Z innych nowości warto wspomnieć o jednym nowym potworze, bossie oraz broni. Potwór to Nightmare Imp – szybsza wersja impa, z dodanym elementem lekkiej przezroczystości. Można szukać tu analogii takiej samej jak między Demonem, a jego pół-niewidzialnym odpowiednikiem, czyli Spectre. Rolę bossa pełni Matka Demonów, której ataki potrafią same nakierować się na naszego bohatera i relatywnie dobrze radzą też sobie z omijaniem zakrętów – to powoduje, że standardowa strategia na każdego bossa z pierwszego Dooma, czyli naprzemienne chowanie się za rogiem i strzelanie, niekoniecznie znajdzie tu zastosowanie. Aby zwiększyć szanse zwycięstwa gracz powinien pozostać w ruchu. Jednak najciekawszą z tej trójki jest nowa broń, czyli Unmaker.
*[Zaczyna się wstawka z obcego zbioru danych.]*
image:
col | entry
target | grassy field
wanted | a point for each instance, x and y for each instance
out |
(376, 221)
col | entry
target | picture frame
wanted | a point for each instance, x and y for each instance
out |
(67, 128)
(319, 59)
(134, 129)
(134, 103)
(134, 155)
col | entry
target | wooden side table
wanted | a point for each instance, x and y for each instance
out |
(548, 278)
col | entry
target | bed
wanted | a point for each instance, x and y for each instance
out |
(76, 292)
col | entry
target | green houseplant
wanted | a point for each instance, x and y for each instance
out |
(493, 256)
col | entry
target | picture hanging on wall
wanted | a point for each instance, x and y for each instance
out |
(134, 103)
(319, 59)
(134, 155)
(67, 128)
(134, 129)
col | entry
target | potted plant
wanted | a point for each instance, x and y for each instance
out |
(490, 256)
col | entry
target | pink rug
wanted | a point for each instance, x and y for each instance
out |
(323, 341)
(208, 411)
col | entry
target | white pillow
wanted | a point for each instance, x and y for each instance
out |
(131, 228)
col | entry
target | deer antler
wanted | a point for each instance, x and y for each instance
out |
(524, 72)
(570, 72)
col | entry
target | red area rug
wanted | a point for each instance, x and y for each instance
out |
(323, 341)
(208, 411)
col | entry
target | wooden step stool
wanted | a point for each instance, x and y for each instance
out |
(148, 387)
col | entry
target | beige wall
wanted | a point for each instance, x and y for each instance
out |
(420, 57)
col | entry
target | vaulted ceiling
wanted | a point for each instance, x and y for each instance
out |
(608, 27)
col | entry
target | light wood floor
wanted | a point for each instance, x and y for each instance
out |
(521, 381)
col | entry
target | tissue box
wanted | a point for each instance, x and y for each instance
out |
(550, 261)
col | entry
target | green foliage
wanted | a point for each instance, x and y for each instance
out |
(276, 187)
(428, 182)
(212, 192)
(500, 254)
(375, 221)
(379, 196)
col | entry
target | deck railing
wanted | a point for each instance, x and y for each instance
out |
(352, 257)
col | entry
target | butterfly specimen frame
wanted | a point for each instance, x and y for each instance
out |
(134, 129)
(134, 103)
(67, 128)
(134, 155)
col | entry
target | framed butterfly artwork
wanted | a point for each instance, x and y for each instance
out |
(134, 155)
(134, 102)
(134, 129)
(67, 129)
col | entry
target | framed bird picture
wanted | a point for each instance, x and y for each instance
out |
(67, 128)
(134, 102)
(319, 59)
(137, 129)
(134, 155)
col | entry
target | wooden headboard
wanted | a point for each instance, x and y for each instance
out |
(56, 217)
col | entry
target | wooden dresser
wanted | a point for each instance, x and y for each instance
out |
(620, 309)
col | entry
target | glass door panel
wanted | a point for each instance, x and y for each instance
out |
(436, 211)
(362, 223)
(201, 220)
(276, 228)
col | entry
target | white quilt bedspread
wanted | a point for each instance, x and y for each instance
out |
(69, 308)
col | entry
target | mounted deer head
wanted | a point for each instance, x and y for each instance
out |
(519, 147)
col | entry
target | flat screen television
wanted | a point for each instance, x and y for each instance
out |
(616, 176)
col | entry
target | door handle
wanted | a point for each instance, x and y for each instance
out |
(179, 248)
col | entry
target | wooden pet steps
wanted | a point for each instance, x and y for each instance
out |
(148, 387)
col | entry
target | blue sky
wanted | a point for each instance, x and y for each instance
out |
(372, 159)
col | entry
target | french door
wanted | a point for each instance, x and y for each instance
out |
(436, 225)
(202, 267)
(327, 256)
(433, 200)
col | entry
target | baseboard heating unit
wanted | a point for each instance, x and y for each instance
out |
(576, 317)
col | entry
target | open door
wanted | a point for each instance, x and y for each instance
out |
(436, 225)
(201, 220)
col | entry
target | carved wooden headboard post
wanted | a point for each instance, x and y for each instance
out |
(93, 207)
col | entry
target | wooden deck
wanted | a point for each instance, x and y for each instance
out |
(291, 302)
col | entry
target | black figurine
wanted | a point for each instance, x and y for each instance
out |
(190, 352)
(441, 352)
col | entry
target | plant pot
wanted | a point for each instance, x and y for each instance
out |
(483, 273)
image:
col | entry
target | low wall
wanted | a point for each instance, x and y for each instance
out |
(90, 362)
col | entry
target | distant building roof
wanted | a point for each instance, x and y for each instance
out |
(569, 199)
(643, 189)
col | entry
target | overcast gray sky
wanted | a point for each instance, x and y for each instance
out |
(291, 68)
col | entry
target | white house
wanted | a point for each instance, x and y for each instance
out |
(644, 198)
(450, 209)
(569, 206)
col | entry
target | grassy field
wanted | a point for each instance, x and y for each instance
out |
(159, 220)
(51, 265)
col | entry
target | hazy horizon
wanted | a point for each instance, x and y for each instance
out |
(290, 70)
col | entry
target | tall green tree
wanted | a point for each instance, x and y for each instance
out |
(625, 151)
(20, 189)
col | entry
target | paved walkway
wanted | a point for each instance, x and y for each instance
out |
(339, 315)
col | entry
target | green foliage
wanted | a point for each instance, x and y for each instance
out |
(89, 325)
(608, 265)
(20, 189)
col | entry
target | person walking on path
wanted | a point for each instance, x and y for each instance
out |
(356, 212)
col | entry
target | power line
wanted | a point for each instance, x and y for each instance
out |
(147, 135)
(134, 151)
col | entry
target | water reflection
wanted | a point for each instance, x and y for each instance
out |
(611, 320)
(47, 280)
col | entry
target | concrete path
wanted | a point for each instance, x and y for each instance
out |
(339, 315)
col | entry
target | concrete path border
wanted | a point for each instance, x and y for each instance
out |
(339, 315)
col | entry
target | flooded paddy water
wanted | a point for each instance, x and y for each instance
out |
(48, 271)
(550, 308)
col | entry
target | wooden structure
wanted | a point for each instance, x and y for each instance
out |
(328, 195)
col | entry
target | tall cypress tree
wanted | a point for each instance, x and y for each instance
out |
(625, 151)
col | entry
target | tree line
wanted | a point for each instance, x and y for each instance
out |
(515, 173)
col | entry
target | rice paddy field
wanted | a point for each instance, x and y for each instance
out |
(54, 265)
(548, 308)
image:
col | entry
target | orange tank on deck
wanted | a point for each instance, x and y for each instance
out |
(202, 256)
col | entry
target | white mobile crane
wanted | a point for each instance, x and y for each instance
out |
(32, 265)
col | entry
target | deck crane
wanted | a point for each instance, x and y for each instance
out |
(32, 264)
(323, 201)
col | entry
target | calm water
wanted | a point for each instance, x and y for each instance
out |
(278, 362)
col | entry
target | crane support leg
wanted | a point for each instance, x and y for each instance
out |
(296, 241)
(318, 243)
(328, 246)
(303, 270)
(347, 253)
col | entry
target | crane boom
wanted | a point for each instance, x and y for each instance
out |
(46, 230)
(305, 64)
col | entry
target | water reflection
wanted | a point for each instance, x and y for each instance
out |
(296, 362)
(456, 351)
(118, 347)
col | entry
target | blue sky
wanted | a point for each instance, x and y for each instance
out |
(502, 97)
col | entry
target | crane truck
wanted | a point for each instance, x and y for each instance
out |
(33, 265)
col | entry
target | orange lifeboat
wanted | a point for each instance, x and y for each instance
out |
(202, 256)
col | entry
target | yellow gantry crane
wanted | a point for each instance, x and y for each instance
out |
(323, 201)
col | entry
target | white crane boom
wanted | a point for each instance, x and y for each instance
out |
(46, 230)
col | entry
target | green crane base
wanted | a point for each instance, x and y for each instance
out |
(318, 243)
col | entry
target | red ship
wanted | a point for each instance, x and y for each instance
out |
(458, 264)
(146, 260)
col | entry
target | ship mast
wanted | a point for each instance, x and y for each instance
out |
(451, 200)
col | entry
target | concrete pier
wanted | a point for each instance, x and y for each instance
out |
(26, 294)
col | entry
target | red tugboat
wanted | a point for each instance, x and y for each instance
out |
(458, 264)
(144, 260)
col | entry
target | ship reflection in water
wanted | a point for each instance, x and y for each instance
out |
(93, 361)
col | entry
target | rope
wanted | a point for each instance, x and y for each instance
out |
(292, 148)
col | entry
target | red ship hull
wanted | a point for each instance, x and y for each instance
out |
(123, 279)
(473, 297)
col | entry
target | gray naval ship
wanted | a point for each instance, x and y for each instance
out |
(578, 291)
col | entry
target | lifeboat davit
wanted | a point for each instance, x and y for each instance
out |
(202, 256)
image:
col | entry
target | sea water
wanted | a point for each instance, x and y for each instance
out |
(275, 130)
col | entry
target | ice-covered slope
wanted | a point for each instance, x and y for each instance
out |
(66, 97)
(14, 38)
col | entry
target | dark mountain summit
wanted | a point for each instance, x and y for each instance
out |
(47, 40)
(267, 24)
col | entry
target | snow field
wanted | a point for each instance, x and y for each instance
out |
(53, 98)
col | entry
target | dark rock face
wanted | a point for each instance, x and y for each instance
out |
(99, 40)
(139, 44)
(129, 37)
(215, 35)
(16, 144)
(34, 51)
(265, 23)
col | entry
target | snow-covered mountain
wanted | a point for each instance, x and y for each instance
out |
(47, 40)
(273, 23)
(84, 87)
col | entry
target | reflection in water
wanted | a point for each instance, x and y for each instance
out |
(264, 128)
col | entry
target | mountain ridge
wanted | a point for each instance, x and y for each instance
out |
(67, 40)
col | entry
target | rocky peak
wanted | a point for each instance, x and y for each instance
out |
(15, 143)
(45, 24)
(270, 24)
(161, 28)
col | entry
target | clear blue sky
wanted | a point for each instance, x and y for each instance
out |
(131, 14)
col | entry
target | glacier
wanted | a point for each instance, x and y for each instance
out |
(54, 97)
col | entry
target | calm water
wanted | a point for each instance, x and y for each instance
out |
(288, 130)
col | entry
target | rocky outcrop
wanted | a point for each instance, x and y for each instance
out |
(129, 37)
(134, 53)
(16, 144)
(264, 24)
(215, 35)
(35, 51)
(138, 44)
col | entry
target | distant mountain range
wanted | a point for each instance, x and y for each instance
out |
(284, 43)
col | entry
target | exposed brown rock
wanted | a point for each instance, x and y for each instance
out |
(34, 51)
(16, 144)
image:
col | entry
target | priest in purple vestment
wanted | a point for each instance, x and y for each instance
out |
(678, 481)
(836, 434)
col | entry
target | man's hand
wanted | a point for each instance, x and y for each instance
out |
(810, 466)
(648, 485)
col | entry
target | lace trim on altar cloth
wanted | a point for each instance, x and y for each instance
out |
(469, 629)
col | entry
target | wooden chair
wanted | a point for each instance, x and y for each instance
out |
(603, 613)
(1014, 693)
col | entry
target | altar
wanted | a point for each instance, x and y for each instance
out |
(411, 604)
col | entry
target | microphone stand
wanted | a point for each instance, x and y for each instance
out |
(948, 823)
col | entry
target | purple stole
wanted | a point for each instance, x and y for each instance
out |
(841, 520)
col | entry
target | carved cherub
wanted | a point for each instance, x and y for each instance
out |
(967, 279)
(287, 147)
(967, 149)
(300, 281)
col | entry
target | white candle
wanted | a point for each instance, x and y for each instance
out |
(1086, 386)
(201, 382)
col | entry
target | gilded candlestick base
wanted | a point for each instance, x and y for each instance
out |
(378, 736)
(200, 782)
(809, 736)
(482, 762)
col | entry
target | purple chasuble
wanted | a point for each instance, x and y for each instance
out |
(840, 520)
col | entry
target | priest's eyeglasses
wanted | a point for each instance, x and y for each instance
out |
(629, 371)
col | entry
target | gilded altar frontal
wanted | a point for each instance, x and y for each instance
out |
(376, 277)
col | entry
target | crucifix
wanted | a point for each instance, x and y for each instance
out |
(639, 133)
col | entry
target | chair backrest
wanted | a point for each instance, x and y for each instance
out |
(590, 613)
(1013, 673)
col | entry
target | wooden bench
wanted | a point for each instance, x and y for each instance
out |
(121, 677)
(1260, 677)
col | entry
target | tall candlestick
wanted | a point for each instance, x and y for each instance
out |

Jej unikatowość polega na tym, że w przeciwieństwie do reszty oręża, możemy ją rozbudowywać znajdowanymi na różnych etapach demonicznymi kluczami. W swojej ostatecznej formie Unmaker jest tak potężny, że bez problemu umożliwi nam pokonanie nawet najtrudniejszych przeciwników. Z jednej strony takie rozwiązanie może się wydawać niepoprawnie zbalansowane, ale z drugiej jest to nagroda dla graczy, którzy dołożą czasu i wysiłku, aby znaleźć wszystkie demoniczne klucze, jak i samą broń. Jako uzupełnienie dodam, że dopiero teraz, po 23 latach od premiery, nazwa Unmaker pojawiła się oficjalnie w odniesieniu do omawianego przedmiotu – znajdziemy ją w opisie osiągnięcia, które odblokowujemy gdy podniesiemy Unmaker po raz pierwszy. W przeszłości nazwa ta była używana nieoficjalnie przez fanów jako odniesienie do podobnej broni, która nigdy nie trafiła do oryginalnego Dooma, ale była planowana, o czym możemy przeczytać w Biblii Dooma spisanej przez Toma Halla. To zaś, co wyświetla się w samej grze po znalezieniu Unmakera możecie zobaczyć na zdjęciu poniżej 😉
Doom 64 to także zupełnie nowe etapy, o większych w stosunku do wersji z 1993 roku możliwościach. Pojawia się tu czasem zmiana geometrii w trakcie ogrywania poziomu, a okazyjnie przewijają się piętra, których w wersji pecetowej nie było z racji ograniczeń silnika (chociaż oczywiście i tutaj nie jest to „prawdziwe” 3D). Plansze możemy podzielić na dwie kategorie – “zwykłe”, które znajdujemy w trakcie ogrywania pełnej kampanii, oraz tak zwane poziomy “fun”, które możemy uruchomić dopiero po odblokowaniu specjalnego menu “Features”. Ta druga kategoria zawiera etapy, które cechują się dużo mniejszym stopniem skomplikowania i najczęściej nastawione są na walkę w specyficznych okolicznościach. Przykładowo, pierwszy z takich etapów o nazwie “Cat and Mouse” zmusza nas do walki z Cyberdemonem, ale ten ma możliwość… teleportacji, co oznacza, że nagle może pojawić się tuż za naszymi plecami – trzeba uważać! Aby odblokować menu “Features” musimy ukończyć ukryty poziom “Hectic”, który z jednej strony jest krótki, ale z drugiej jest też relatywnie trudny do pokonania. Na szczęście do tej planszy możemy dostać się już z pierwszego etapu w sposób, który jest chyba jednym z najciekawszych sekretów w grach z serii Doom. Nagrałem dla was poniższy filmik, który ów sposób opisuje:
Najnowsze wydanie nie ogranicza się do etapów znanych z Nintendo 64. Dodatkowo otrzymaliśmy od twórców sześć nowych “zwykłych” plansz, składających się na mini kampanię “The Lost Levels” oraz jeden nowy poziom typu “fun”. Niech ta niewielka liczba was nie zwiedzie – nowe etapy są bardzo rozbudowane i narzucają duże tempo. Na pierwszym z nich znajdujemy rakietnicę i walczymy m.in. z baronem piekieł, a na drugim jeden sekret skrywa… BFG! Ja przy tych poziomach bawiłem się świetnie i moim zdaniem już one warte są ceny, za którą możemy nabyć Doom 64 (w chwili pisania tego tekstu jest to 21 zł. na Steam).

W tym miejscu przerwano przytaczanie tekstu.